Chemicals and reagents

The serum total cholesterol (TC) and triglyceride (TG) kit were purchased from Changchun Huili Co., Ltd. (Changchun, China). ELISA kits for serum insulin (INS), tumor necrosis factor (TNF-α), interleukin-6 (IL-6), and interleukin-1β; ELISA kits for tissue TNF-α, IL-6, IL-1β; and kits for superoxide dismutase (SOD), malondialdehyde (MDA), serum alanine aminotransferases (ALT), and aspartate aminotransferases (AST) were purchased from Nanjing Jiancheng Bioengineering Institute (Nanjing, China). The tissue TC and TG assay kits were purchased from Beijing ApplyGen Technologies Inc. (Beijing, China). The total protein extraction kit was purchased from Nanjing KeyGen Biological Technology Co., Ltd. (Nanjing, China). The BCA protein quantitation kit was purchased from Biyuntian Co., Ltd. (Wuhan, China). The primary anti-p-AMPK (sc-98,485), anti-T-AMPK (sc-74,461), anti-IRS-1 (sc-559), anti-phosphoenolpyruvate carboxykinase (PEPCK) (sc-32,879), anti-glucokinase (GCK) (sc-7908), and anti-β-actin (sc-19,879) antibodies were purchased from Santa Cruz Biotechnology, Inc. (Dallas, TX, USA).
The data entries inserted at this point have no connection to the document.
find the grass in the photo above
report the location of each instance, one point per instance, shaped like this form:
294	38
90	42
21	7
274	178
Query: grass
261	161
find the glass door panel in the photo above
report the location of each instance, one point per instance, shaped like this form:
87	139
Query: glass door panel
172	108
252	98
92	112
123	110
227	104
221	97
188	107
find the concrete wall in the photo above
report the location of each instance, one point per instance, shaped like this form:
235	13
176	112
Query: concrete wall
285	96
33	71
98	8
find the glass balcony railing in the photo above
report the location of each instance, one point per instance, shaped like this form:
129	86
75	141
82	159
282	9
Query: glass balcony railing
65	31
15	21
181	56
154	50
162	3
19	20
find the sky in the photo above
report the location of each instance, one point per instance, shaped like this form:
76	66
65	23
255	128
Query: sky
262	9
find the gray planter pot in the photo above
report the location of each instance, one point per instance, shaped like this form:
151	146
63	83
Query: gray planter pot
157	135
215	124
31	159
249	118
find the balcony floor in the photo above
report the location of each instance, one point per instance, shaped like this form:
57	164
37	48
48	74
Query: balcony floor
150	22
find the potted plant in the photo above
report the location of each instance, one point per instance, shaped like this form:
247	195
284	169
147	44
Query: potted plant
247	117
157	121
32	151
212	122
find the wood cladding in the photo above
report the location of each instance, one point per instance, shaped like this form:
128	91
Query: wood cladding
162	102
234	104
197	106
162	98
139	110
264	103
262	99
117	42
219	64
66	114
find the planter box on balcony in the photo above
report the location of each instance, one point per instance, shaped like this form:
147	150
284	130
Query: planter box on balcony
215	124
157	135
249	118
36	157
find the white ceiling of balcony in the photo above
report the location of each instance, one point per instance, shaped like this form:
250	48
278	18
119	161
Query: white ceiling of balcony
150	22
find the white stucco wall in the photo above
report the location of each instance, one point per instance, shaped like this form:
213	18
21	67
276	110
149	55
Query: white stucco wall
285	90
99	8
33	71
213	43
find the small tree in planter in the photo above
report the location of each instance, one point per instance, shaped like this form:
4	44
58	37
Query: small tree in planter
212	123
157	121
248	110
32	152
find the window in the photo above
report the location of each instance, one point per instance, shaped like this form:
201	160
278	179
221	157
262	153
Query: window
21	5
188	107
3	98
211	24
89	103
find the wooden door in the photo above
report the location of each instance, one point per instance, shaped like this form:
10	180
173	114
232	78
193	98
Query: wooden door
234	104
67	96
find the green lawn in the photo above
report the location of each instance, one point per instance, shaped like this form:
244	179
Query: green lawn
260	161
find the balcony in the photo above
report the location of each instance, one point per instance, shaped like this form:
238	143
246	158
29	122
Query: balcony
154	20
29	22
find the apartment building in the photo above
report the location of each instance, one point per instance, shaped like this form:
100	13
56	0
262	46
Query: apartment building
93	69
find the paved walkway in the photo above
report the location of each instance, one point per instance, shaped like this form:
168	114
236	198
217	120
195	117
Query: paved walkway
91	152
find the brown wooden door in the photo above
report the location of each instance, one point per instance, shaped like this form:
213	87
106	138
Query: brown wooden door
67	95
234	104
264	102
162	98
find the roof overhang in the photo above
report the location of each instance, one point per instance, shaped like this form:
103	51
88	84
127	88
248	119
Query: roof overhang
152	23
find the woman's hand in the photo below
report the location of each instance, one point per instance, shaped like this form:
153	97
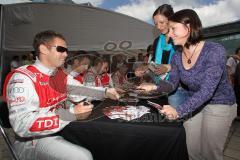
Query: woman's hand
170	112
161	69
147	87
112	93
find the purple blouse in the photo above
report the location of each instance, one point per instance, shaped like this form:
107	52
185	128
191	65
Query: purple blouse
207	80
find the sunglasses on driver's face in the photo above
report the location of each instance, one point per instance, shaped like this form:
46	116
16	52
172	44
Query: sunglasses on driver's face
61	49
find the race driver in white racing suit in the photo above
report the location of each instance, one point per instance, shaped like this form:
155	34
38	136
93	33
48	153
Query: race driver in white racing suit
37	100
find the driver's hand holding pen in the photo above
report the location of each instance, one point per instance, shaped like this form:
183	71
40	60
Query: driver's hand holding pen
83	109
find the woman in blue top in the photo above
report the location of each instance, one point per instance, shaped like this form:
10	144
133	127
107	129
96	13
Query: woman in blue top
163	50
211	103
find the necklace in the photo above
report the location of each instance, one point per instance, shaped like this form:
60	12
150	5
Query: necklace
189	61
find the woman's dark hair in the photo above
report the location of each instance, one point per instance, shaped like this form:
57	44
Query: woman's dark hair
165	10
189	17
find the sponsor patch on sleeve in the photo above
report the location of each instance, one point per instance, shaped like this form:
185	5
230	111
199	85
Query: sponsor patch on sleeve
16	101
45	123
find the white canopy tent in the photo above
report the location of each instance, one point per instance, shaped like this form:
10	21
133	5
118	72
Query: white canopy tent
84	27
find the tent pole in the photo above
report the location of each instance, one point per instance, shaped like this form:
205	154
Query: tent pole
1	49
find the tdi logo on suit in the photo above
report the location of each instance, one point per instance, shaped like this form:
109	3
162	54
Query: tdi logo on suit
17	90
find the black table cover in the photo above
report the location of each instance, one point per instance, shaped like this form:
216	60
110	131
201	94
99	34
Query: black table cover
147	138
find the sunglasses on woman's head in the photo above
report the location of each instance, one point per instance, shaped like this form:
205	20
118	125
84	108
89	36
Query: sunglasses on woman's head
60	49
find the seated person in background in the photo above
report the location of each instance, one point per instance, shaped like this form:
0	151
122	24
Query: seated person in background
80	64
106	78
41	108
93	75
120	76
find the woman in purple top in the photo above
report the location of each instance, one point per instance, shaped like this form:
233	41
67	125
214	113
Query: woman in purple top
210	106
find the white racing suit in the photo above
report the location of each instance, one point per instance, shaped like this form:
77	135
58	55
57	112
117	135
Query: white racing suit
38	108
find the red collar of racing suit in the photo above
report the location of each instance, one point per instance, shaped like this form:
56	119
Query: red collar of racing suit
50	89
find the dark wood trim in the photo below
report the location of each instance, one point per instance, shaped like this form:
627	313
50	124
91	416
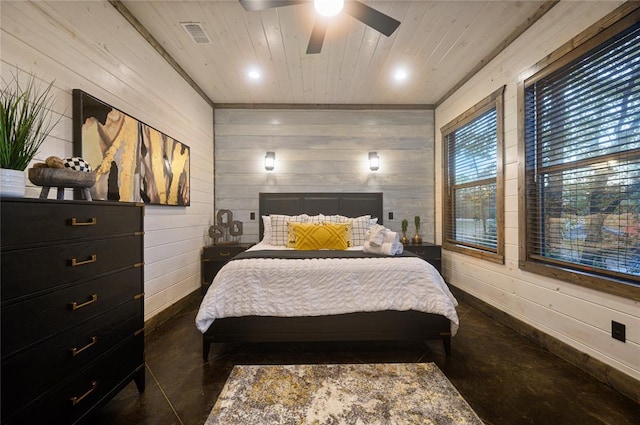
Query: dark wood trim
621	382
494	100
326	106
619	19
137	25
622	17
520	29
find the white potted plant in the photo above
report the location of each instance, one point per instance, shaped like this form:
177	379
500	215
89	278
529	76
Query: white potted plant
25	123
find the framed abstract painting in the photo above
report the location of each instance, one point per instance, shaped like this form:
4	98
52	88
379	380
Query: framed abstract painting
133	162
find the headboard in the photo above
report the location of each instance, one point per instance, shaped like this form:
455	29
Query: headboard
347	204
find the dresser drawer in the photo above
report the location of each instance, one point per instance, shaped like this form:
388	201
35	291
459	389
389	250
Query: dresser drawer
31	373
29	271
66	222
19	329
72	399
222	252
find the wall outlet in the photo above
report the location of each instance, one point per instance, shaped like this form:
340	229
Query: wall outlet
618	331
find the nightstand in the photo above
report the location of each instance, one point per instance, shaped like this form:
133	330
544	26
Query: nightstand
214	257
429	252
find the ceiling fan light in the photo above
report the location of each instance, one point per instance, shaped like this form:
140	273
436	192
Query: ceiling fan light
328	7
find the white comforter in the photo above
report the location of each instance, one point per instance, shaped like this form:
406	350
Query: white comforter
315	287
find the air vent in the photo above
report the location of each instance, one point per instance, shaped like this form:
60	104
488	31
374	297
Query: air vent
197	33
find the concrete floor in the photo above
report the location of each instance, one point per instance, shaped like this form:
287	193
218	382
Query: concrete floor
503	376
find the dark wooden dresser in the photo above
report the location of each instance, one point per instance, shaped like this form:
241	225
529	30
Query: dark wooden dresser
72	307
429	252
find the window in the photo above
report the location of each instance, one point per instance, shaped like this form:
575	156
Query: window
582	164
473	189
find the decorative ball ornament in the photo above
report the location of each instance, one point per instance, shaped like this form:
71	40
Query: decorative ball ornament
77	164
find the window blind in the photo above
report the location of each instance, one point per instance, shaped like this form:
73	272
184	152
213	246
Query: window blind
582	155
471	152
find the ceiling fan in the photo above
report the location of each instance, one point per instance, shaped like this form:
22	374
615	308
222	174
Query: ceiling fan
382	23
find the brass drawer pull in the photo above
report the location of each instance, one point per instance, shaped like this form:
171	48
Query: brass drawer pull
92	221
76	351
76	400
75	262
74	305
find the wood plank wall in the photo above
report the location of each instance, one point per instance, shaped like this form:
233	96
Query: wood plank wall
88	45
326	151
578	316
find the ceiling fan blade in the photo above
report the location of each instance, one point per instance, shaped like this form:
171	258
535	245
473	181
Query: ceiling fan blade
253	5
317	36
373	18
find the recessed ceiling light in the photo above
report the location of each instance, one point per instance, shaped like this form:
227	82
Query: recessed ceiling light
328	7
400	75
254	74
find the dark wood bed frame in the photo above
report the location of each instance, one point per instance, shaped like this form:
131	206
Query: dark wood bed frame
367	326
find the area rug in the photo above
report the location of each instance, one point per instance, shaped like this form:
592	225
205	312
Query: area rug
367	394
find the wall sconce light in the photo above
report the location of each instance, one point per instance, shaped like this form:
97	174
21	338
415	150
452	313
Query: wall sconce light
374	161
269	161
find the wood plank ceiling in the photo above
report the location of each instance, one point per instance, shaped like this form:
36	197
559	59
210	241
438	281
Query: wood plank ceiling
438	44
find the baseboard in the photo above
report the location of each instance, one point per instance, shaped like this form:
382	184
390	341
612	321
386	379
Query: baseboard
604	373
153	323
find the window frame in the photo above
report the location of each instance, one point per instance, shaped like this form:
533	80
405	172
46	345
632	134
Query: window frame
494	101
619	20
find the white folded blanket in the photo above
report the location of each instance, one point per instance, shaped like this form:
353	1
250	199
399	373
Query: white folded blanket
380	240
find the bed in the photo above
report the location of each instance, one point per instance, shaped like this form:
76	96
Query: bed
272	299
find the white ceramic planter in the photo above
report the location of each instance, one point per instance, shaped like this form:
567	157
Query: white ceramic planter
12	183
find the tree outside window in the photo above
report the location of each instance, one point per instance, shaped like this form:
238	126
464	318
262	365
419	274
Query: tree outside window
581	146
473	186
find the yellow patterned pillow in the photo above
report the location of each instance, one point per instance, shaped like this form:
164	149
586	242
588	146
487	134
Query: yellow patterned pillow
312	236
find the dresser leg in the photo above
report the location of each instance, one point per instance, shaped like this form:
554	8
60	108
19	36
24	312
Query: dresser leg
139	379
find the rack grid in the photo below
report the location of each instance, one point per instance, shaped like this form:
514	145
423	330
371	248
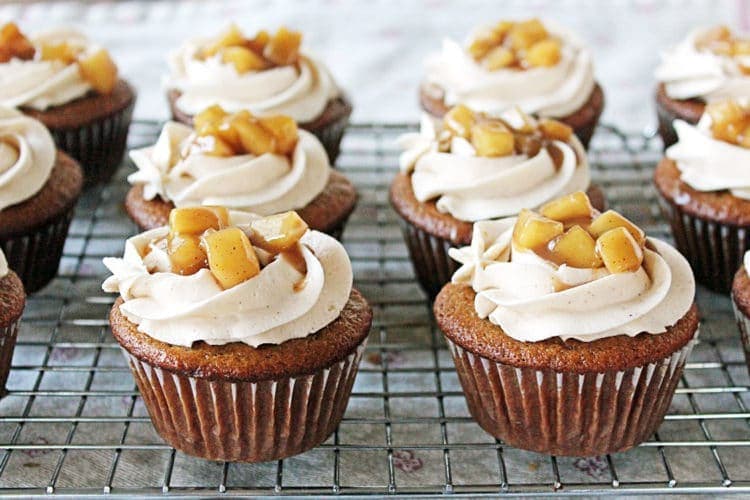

The ECL chemiluminescence kit was purchased from Pierce Manufacturing, Inc. (Bradenton, FL, USA). The NC membranes were purchased from Nanjing Madite Co. (Nanjing, China). The 30% acrylamide, TEMED, XT sample buffer (#161–0791) and XT reducing agent (#161–0792) were purchased from Bio-Rad (Hercules, CA, USA).

Extraction of the TSCE

Fresh cherry tomatoes (Lycopersicon esculentum Mill.) were acquired from the Guangxi Zhuang Valley Agricultural Science and Technology Co., Ltd. (Baise, China) in 2016, and identified by Prof. Yan Liu (Guangxi Institute of Botany). The voucher specimen (LE20160306) was deposited in the Herbarium of Guangxi Institute of Botany, China. The extraction of the TSCE from tomatoes was performed as described previously [12]. In brief, cherry tomatoes (10 kg) were washed and smashed into pulp. The obtained tomato juice was incubated at 50 °C for 2 h with a 0.5% commercial pectinase for enzymatic hydrolysis (Pectinex Ultra SP-L). The mixture was filtered through a 80–100 mesh filter cloth, and then, centrifuged at 3000 rpm/min for 10 min. The supernatant was loaded onto a D-101 macroporous resin column. The column was first washed with water, and, then eluted with 80% ethanol. The 80% ethanol effluent was collected, and TSCE (65 g) was obtained after drying under reduced pressure.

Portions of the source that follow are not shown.